Traversing to Edgewood School I passed Ponto’s store. He never had metal signs outside advertising Coca Cola or Double Cola or 7 Up or Nehi Grape or Orange Crush, because he had no coolers and consequently no cold drinks.

He did have a big glass candy case with a stick of bologna that had turned green on the open end, some American cheese that was covered in mould, melted chocolate candy that when the wrapper was opened the brown chocolate had turned white, bags of old peanuts and advertising signs that shouted, “Chew Mail Pouch Tobacco”!

Knowing I was going to be rich tomorrow, I’d see if Mr. Andrew (Ponto) would sell me a candy bar today, “on the books”.

Ponto was more than willing to sell me my “Payday” candy bar and he had received my promise to pay him tomorrow morning on my way to school plus he had my signature in his big ledger book.

Next morning I looked forward with great anticipation the culmination of my debt, going by Ponto’s store, paying him what I owed and still having a nickel available for another candy bar. Candy bars were few and far between in my childhood, but beans potatoes and corn bread were in ample supply.

Ponto saw me coming and went inside his lair to await his prey.

“Mr.

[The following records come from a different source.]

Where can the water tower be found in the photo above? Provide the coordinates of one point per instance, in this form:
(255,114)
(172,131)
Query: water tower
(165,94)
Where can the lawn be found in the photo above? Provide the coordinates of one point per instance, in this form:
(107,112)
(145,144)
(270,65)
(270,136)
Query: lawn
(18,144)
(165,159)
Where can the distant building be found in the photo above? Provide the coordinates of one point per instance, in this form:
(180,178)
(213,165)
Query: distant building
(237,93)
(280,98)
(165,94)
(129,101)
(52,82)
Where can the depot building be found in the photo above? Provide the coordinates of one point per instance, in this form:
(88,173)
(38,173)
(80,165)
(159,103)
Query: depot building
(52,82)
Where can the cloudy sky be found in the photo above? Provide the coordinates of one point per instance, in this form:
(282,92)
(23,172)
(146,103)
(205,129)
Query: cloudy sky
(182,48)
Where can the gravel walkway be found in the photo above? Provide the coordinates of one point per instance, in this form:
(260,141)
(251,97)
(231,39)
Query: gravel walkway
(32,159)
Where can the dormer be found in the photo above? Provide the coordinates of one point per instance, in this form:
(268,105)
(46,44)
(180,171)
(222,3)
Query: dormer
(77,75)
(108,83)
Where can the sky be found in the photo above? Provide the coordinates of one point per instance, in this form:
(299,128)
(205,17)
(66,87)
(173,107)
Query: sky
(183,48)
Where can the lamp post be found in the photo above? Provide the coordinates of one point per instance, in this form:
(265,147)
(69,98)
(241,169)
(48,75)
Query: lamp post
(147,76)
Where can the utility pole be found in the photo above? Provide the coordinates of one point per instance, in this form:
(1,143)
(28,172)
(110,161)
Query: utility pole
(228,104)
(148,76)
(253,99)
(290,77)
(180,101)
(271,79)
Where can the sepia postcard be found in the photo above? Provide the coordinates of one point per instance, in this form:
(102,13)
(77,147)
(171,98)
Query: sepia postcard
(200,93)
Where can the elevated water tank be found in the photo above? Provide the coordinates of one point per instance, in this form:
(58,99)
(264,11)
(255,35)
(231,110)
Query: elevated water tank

Andrew, I have the money I owe you and I’d like to buy that “Zero” candy bar over there”.
Ponto let me know in no uncertain terms that I did not have enough money to buy another candy bar.

“You bought a candy bar yesterday on credit. When you buy on credit there is interest on the debt.”
Staring at me with those beady eyes through those little oval shaped glasses he said, “The interest on your debt is one hundred percent per day, so your other nickel goes toward the interest, and you don’t have any more money for candy”.

On that day in the spring of 1945, in the Yellow Creek Valley, alongside the gravel Edgewood Road, in a musty, dimly lit general store at 7:15 AM, Robert McClurkan was taught his first lesson in economics. I learned a lot, I was given “Financial Training”.
His candy bar had bugs in it anyway.